Months passed. The manuscript grew. It wasn't just a grammar book; it was a conversation between two languages. It respected the reader's native Turkish, using it as a launchpad rather than something to be forgotten.
"Mr. Kurt, I finally understand 'will' vs. 'going to'!" wrote a university student from Ankara.
"I am a 50-year-old factory worker. I thought I was too old to learn. Your book made me laugh with your 'Tuzaklar' section because I make every single one of those mistakes. Now, I don't feel stupid. I just feel... informed."

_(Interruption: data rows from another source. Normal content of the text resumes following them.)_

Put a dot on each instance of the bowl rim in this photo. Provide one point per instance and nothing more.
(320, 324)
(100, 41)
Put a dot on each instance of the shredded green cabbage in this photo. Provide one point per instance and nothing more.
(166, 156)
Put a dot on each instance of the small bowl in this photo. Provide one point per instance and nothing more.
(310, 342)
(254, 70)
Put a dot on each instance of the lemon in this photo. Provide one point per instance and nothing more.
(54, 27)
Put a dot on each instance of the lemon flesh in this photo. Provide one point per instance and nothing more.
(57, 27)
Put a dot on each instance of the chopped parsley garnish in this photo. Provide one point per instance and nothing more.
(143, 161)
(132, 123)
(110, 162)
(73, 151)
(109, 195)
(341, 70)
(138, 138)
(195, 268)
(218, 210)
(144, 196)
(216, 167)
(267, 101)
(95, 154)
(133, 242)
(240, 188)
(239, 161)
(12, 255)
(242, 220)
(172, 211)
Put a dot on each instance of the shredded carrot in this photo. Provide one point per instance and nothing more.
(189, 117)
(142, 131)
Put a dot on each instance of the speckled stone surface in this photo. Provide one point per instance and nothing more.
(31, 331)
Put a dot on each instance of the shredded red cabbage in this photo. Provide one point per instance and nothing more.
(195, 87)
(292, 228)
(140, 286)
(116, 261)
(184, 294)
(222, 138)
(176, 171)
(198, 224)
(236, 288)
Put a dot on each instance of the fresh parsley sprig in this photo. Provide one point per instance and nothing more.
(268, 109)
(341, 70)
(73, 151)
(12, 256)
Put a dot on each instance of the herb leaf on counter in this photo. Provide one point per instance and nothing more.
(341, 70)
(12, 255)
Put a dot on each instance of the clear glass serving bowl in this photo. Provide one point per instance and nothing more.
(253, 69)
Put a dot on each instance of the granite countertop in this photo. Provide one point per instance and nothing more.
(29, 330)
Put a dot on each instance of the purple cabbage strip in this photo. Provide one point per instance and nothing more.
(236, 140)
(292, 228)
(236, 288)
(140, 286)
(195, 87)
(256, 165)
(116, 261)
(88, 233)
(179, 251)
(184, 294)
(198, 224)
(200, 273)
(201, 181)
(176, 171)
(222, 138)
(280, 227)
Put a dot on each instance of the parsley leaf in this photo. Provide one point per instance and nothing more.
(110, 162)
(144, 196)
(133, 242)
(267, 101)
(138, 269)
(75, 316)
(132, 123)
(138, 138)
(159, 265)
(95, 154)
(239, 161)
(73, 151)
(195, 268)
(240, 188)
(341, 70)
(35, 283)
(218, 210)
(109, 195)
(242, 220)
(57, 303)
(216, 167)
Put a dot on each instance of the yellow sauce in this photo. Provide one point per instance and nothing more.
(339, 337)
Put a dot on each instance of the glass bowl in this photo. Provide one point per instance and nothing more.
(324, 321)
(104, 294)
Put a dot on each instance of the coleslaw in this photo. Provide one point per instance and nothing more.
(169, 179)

English Grammar Today -ingilizce Gramer Kitabi- - Murat Kurt Info
For years, he watched his students struggle. They were bright, ambitious Turkish professionals, students, and travelers. They could memorize vocabulary lists. They could mimic pronunciation. But when it came time to build a sentence—to express a thought in the past perfect or a conditional wish—they froze. Their minds translated word-for-word from Turkish, and the result was a tangled, confusing mess.
wasn't a celebrity. He wasn't a politician or a rock star. He was, by all accounts, a quiet, meticulous linguist who believed that grammar wasn't a set of chains, but a set of keys.
One rainy Istanbul evening, after a particularly frustrating class where a brilliant engineer couldn't differentiate between "I have done" and "I did," Murat went home and cleared his desk. He took two blank notebooks. On the left one, he wrote (Turkish Structure). On the right one, he wrote ENGLISH GRAMMAR TODAY .
Months passed. The manuscript grew. It wasn't just a grammar book; it was a conversation between two languages. It respected the reader's native Turkish, using it as a launchpad rather than something to be forgotten.
"Mr. Kurt, I finally understand 'will' vs. 'going to'!" wrote a university student from Ankara.
"I am a 50-year-old factory worker. I thought I was too old to learn. Your book made me laugh with your 'Tuzaklar' section because I make every single one of those mistakes. Now, I don't feel stupid. I just feel... informed."